Когда погибал летчик или экипаж, они спрашивали:
– Что у них там случилось?
Но их не удовлетворял ответ: «Забарахлила правая группа моторов, когда пилот шел на цель», «Отказала пушка при сближении с истребителем противника».
Они спрашивали: «А почему перестали работать моторы?», «Что же произошло с пушкой, почему она отказала?» И им было мало услышать, что нарушился контакт, или перестало поступать горючее, или что у пушки при отдаче заела автоматика, подающая снаряд.
Когда же они узнавали во всей глубине техническую основу гибели самолета, то уже естественной делалась и гибель людей – она являлась частью технического вопроса.
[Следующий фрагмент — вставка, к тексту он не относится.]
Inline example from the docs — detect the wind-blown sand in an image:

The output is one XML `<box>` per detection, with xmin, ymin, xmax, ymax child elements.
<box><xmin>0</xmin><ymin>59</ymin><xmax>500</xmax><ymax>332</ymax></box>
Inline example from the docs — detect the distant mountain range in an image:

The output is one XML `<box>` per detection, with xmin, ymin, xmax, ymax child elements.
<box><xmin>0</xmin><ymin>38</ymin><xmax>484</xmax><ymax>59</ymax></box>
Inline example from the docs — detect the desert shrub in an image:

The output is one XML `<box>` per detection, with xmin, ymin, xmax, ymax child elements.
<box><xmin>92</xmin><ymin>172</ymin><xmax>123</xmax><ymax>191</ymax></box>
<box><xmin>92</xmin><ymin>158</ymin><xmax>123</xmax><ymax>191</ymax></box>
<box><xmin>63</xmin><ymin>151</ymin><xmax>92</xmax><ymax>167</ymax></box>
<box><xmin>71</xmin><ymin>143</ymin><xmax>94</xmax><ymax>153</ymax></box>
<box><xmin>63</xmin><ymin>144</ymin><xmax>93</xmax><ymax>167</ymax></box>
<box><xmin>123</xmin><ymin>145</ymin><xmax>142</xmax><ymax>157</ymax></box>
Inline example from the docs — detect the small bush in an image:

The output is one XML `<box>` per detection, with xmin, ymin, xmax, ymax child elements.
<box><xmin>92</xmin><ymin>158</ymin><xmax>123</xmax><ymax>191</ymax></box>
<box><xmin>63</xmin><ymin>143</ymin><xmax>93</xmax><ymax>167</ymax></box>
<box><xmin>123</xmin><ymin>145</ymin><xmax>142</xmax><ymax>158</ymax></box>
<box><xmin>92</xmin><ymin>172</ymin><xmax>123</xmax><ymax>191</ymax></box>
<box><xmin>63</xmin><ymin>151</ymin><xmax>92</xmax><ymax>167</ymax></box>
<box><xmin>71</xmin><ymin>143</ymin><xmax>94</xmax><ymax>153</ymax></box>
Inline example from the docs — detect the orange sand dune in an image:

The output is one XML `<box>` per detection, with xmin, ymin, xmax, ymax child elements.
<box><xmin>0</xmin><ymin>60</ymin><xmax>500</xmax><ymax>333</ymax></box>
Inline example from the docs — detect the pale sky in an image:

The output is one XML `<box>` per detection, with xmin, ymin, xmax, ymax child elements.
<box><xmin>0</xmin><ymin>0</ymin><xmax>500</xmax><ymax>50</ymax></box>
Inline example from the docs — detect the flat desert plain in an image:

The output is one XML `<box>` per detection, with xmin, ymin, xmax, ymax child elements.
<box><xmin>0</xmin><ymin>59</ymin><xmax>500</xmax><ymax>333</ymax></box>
Очень редко причиной смерти становились сами люди: однажды пилот сошел с ума в воздухе, второй оказался пьян, у третьего и четвертого запоздал рефлекс – растерялись. Но и в этих случаях дело сводилось к техническому браку: все же отказывал мотор, а не человек. Это было главное в конечном счете.
Правда, иногда летчики, выпив, пускались в излияния. Человек, как ни крути, человек: у него есть мать, отец, сестры, а если он успевает жениться и после этого у самолета барахлит мотор, на свете оказывались еще одна вдова и новые сироты.